To doskonałe, choć wymagające dość dużej siły, ćwiczenie rozwija mięsień najszerszy grzbietu i mięsień obły większy, a w czasie ściągania łopatek w końcowej fazie podciągania także mięśnie równoległoboczne oraz poprzeczne i wstępujące części mięśnia czworobocznego. Angażuje również mięsień dwugłowy ramienia, mięsień ramienny i mięsień ramienno-promieniowy.
Warianty: wypinając klatkę piersiową, można podciągnąć się na wysokość brody. Ćwiczenie będzie bardziej intensywne, gdy zwiększy się obciążenie, zaczepiając przy pasie ciężarki.

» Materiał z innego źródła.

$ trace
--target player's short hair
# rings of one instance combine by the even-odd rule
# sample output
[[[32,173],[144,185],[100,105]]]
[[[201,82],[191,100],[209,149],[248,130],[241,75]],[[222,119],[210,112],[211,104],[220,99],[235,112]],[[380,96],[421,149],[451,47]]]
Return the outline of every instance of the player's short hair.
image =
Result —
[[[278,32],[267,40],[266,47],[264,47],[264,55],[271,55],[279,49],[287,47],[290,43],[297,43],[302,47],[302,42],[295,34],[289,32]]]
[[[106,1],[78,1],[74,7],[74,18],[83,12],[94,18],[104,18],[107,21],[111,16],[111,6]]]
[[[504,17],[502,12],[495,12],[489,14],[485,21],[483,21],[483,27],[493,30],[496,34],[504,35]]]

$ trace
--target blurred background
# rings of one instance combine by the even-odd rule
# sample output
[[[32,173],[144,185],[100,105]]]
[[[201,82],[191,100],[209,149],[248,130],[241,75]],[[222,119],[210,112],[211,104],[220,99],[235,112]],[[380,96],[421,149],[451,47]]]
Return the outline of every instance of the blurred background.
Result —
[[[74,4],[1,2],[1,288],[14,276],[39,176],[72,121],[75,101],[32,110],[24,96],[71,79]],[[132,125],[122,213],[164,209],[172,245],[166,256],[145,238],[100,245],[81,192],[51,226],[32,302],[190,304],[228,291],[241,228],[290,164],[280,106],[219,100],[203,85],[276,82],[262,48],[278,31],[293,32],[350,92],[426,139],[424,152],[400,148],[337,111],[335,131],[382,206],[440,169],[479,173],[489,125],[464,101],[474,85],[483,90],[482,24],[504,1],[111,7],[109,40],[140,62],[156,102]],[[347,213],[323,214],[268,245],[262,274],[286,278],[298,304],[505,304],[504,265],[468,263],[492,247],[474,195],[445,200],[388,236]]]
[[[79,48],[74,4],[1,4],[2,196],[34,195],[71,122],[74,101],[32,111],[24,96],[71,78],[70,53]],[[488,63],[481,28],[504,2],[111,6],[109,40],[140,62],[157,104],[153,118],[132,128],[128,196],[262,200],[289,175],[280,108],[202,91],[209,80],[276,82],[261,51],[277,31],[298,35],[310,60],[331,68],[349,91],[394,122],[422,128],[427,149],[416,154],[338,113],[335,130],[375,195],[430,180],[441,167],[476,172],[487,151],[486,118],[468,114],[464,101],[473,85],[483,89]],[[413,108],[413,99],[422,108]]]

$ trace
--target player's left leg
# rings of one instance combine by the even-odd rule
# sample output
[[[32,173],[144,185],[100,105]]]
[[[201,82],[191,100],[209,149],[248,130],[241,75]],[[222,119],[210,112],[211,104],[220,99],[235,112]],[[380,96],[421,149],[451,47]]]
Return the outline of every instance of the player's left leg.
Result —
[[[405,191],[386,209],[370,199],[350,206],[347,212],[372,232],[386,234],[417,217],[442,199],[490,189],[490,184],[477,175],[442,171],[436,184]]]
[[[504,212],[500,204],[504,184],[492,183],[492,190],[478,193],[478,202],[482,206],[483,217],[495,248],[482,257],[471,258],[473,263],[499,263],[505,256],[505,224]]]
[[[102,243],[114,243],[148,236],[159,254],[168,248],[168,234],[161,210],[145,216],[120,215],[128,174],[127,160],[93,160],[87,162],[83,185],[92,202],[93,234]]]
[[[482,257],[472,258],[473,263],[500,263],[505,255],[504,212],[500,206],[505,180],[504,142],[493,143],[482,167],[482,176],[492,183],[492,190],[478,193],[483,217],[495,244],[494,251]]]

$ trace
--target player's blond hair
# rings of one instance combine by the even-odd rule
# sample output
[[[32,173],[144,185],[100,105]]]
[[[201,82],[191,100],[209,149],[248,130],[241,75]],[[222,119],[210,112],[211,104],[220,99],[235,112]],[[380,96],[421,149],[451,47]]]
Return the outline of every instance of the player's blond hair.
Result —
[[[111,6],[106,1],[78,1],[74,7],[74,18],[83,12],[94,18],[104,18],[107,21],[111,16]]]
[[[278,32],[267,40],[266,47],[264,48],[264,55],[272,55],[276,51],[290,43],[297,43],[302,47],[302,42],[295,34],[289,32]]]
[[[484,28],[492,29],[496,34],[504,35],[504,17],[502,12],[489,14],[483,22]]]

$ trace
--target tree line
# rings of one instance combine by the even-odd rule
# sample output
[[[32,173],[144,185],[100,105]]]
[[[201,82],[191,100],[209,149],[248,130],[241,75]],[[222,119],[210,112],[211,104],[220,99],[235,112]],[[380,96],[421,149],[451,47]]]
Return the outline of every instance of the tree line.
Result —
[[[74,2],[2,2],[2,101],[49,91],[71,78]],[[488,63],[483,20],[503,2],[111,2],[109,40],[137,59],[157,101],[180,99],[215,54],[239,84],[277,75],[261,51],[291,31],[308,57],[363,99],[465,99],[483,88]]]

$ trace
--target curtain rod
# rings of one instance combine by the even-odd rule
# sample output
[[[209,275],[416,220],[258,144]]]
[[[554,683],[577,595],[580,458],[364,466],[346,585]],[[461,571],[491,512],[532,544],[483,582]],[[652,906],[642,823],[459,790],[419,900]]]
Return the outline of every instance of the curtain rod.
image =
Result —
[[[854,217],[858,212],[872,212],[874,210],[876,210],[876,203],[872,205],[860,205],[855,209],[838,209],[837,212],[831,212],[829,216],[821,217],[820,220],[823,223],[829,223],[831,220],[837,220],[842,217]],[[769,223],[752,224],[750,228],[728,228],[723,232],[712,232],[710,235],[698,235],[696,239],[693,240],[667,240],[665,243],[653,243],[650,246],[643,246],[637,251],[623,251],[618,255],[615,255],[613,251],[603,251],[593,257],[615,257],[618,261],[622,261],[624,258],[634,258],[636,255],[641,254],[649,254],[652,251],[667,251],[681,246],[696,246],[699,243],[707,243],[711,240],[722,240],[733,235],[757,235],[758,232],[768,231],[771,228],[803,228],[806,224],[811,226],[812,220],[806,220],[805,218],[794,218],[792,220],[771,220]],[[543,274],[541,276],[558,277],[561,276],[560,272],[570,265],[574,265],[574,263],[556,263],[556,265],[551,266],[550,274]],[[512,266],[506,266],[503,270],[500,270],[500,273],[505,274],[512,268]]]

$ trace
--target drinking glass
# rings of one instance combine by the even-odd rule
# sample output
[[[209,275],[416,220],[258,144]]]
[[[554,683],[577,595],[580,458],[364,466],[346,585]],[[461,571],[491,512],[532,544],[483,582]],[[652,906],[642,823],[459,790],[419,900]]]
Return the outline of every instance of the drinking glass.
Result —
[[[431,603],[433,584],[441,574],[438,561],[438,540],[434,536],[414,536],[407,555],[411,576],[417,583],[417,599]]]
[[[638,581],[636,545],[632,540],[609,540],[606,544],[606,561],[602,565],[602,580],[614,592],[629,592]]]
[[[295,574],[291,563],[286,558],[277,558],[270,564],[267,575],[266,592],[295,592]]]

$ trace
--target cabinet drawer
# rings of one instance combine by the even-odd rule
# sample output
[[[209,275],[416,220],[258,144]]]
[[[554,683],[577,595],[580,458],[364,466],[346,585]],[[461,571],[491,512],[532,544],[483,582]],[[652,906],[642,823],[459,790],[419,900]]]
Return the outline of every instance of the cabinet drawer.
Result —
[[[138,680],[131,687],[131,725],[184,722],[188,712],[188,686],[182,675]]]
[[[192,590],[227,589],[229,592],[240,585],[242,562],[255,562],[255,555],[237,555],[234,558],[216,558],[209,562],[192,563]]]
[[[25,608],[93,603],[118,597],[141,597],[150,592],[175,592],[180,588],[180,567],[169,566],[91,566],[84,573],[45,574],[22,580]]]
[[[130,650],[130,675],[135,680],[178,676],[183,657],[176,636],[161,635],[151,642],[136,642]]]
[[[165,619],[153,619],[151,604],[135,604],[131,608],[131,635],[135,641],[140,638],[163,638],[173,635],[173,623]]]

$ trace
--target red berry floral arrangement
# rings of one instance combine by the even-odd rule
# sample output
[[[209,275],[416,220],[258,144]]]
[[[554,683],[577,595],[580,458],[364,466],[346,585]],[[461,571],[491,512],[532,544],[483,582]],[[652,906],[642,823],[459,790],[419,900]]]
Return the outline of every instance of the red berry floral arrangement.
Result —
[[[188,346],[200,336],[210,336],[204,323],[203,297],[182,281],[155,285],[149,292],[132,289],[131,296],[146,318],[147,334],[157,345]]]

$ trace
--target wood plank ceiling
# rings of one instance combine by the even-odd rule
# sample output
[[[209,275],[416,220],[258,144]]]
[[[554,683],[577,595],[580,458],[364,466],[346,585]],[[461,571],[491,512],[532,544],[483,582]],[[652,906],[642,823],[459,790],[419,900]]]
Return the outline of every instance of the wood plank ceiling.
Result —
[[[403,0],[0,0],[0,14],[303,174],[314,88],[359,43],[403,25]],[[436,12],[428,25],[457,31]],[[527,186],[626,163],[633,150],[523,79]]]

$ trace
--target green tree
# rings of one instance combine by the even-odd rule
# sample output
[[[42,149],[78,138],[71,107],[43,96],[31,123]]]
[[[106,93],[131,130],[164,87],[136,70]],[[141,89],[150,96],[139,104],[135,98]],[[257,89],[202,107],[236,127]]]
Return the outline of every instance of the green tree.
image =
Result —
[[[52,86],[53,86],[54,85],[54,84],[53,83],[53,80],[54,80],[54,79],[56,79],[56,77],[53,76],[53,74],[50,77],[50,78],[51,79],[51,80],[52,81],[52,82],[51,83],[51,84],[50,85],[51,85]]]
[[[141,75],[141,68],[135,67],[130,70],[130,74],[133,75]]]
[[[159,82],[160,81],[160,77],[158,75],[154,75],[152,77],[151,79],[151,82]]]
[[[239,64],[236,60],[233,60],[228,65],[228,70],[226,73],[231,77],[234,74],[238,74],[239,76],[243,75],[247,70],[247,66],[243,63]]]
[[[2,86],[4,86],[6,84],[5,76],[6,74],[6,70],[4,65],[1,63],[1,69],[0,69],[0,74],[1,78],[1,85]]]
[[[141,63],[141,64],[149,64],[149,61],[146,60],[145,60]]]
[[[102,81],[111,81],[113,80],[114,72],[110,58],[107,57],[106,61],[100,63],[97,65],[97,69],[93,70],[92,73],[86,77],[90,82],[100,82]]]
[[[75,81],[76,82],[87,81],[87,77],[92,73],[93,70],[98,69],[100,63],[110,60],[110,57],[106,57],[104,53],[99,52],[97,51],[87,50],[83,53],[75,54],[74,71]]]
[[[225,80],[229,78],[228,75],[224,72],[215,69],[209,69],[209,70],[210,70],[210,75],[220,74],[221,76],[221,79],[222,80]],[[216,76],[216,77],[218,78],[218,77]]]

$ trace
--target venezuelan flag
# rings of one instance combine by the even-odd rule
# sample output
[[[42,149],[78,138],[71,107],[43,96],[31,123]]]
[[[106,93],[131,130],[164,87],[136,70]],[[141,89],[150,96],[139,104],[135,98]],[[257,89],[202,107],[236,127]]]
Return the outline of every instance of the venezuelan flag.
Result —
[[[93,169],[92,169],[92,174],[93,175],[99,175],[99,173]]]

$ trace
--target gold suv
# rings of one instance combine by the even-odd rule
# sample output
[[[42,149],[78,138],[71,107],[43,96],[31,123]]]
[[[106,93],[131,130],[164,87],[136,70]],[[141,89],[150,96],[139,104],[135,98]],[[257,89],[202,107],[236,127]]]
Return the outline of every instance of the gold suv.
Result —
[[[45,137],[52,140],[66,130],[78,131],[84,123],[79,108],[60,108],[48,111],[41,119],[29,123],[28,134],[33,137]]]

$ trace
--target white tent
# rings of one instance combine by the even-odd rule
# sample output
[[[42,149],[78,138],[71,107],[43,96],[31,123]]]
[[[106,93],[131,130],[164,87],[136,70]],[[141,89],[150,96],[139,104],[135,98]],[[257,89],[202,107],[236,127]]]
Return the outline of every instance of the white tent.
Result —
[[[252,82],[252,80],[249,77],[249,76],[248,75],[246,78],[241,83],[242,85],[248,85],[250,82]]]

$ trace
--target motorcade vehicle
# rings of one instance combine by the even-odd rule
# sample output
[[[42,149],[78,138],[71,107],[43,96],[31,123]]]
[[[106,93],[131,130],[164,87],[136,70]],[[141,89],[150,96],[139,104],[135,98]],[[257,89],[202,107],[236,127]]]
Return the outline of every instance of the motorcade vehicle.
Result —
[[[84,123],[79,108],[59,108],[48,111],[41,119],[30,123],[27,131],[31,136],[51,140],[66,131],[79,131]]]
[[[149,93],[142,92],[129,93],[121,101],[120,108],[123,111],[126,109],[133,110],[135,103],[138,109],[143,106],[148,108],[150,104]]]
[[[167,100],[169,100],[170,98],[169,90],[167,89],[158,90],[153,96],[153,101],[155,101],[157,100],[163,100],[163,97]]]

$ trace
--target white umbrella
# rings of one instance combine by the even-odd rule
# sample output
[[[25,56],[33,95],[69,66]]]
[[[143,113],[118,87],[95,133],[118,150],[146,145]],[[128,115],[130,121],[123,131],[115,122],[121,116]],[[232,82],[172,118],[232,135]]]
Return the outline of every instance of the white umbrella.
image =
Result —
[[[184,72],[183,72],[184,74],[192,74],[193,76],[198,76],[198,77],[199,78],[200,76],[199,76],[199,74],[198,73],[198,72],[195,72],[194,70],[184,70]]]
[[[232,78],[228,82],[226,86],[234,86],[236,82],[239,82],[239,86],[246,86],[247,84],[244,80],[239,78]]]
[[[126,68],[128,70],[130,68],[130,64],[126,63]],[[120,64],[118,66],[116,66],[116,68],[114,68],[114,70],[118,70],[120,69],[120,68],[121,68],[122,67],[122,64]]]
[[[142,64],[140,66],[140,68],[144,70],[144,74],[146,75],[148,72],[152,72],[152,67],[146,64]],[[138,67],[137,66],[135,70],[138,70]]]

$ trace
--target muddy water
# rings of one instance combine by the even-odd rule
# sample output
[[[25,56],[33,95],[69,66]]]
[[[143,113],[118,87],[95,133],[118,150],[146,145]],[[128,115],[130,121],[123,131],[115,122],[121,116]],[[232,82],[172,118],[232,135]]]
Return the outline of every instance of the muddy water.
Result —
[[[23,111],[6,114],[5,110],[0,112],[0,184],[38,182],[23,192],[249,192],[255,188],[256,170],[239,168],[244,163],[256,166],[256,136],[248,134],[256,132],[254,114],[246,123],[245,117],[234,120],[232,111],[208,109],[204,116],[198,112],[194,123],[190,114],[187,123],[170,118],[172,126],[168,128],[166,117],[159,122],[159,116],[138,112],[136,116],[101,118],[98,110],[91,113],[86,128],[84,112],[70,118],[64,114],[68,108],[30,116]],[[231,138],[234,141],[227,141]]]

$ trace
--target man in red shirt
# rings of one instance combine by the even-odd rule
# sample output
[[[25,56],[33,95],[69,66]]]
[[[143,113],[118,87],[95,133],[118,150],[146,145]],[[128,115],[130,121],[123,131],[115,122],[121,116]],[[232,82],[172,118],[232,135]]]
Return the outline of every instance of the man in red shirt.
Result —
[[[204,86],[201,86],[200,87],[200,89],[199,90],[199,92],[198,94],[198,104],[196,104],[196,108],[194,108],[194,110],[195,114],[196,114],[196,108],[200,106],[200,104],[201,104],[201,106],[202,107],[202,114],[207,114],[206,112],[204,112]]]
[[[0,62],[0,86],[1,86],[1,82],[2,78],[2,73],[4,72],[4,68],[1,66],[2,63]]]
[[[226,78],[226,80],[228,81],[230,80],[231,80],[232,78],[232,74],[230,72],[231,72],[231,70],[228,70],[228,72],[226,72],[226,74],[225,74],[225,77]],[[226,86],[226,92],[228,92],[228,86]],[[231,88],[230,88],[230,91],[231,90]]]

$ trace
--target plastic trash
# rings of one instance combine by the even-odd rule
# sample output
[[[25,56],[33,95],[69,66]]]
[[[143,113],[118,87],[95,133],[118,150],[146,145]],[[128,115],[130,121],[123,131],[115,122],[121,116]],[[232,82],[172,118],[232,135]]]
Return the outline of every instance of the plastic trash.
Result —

Biorąc pod uwagę aspekt biomechaniczny, warto zauważyć, że jeśli łokcie będą prowadzone wzdłuż tułowia, to ćwiczenie angażuje głównie włókna zewnętrzne mięśnia najszerszego grzbietu i powoduje wzrost szerokości mięśni grzbietu.
Odwodzenie łokci do tyłu i wypinanie klatki piersiowej przy podciąganiu się na wysokość brody sprawi, że zaangażuje się głównie włókna górne i środkowe mięśnia najszerszego grzbietu, a także mięsień obły większy.
Ćwiczenie to zwiększa masę mięśni grzbietu. W trakcie ściągania łopatek angażuje się również mięsień równoległoboczny i część wstępującą mięśnia czworobocznego.
W celu uniknięcia urazów, które mogą spowodować zapalenie ścięgna dystalnego mięśnia dwugłowego ramienia (ścięgno mięśnia dwugłowego ramienia przyczepiające się do kości promieniowej), zaleca się, aby przy wykonywaniu długich serii ćwiczeń łokcie były stale lekko zgięte.